The result of the conquest up
to this time, say B.C. 1445, was about as follows, viz.: Two kings, Sihon and Og,
on the east of Jordan, and thirty-one kings on the west of that river, including
the seven nations mentioned in the first promise to Abraham--the Amorites,
Canaanites, Girgashites, Hivites, Hittites, Jebusites and Perizzites (Josh.
xii.) “The defeat of these thirty-one kings did not involve in every case the
capture of their cities. Jerusalem, for example, was not taken till after the
death of Joshua (Judges i. 8), and its citadel remained in the hands of the
Jebusites till the time of David. Many other cities held out for a long time.”
And, besides these cities,
there were yet whole tracts of country promised to Abraham yet unsubdued, and
which were not to be included in the conquests of Joshua (Josh. xiii. 1). They
were reserved for his successors to subdue, but Joshua included them in the
division of land among the twelve tribes.
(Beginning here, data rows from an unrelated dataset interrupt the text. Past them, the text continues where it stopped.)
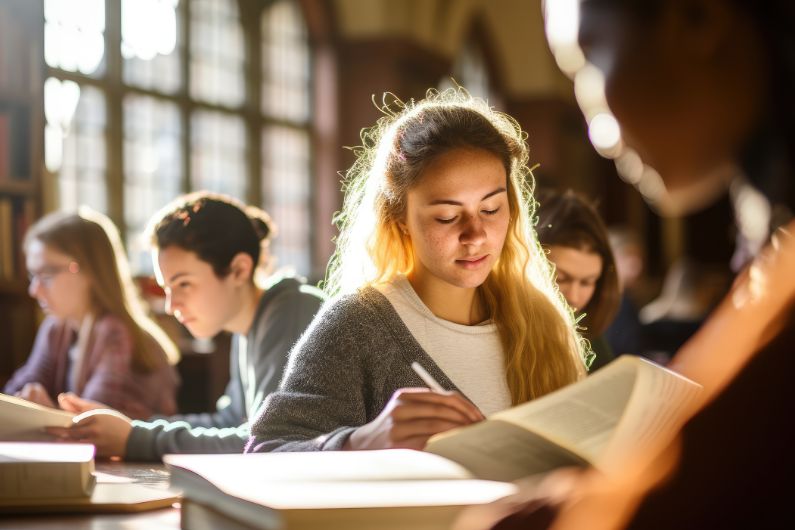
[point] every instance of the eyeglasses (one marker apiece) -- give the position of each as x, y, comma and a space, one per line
46, 275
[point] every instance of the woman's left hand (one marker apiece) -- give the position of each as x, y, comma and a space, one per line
107, 429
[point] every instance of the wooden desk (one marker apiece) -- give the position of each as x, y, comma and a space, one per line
152, 475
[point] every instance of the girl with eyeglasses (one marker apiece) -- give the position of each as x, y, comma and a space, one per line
96, 340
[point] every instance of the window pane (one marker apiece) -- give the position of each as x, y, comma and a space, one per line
285, 63
218, 153
74, 35
152, 168
471, 71
286, 190
151, 44
217, 53
75, 143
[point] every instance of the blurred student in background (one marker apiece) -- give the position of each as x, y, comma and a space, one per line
97, 340
624, 334
207, 250
575, 238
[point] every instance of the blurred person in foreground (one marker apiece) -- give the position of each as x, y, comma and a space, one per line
699, 86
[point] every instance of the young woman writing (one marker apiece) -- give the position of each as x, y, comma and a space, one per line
436, 263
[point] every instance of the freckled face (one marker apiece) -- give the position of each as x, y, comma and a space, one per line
457, 218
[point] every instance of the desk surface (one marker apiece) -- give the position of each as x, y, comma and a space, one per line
152, 475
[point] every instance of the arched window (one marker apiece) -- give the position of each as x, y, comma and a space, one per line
152, 98
286, 103
471, 70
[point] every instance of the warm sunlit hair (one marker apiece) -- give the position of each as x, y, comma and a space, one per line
93, 242
543, 350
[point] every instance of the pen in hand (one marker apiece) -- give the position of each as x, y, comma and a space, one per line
427, 378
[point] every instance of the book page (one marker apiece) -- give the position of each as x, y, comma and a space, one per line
327, 466
580, 417
328, 480
661, 402
23, 420
498, 450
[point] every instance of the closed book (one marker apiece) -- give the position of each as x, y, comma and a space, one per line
38, 470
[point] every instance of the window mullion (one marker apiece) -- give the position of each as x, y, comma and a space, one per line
115, 125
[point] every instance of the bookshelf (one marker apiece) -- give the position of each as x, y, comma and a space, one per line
21, 160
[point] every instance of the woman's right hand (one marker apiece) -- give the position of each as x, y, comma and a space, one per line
411, 417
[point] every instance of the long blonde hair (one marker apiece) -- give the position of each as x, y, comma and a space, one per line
93, 241
536, 328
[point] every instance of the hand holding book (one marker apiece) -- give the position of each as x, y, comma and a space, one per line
95, 423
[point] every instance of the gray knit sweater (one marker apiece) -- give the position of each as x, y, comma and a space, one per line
284, 312
341, 374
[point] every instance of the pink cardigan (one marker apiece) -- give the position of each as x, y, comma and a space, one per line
106, 376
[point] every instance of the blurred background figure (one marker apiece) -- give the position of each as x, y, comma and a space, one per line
573, 234
624, 334
211, 256
690, 291
97, 340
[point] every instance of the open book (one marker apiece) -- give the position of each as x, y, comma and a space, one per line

Joshua becoming old and well
stricken in years, he calls the tribes together and gives them the last warning
and word of encouragement. It was a solenm scene. He recounts to them much of
the dealings of the Lord with them, and with their fathers before them, and
urges them to obedience and the true service of God. Said he, “Be ye therefore
very courageous, to keep and do all that is written in the book of the law of
Moses.” And he finally ends with an appeal that strikes them forcibly: “If it
seem evil unto you to serve the Lord, choose you this day whom ye will serve;
whether the gods which your fathers served that were on the other side of the
flood [the Euphrates], or the gods of the Amorites, in whose land ye dwell; but
as for me and my house, we will serve the Lord” (Joshua xxiv. 15). The people
responded with a great deal of earnestness that they would serve God only and
discard all idols. And they kept their word and remained faithful* to God during
the life of Joshua, “and all the days of the elders that overlived Joshua, and
which had known all the works of the Lord that He had done for Israel.” Joshua
died at the age of one hundred and ten years, and was buried “in the border of
his inheritance in Timnath-serah, which is in Mount Ephraim on the north side of
the hill of Gaash.” “And the bones of Joseph which the children of Israel
brought up out of Egypt, buried they in Shechem, in a parcel of ground which
Jacob bought of the sons of Hamor, the father of Shechem for a hundred pieces of
silver (supposed to be about $62.50); and it became the inheritance of the
children of Joseph.” Eleazar also died about the same time of Joshua’s decease
(Joshua xxiv. 29-33).
*Typifying the zeal and
carefulness of the soul in its early love.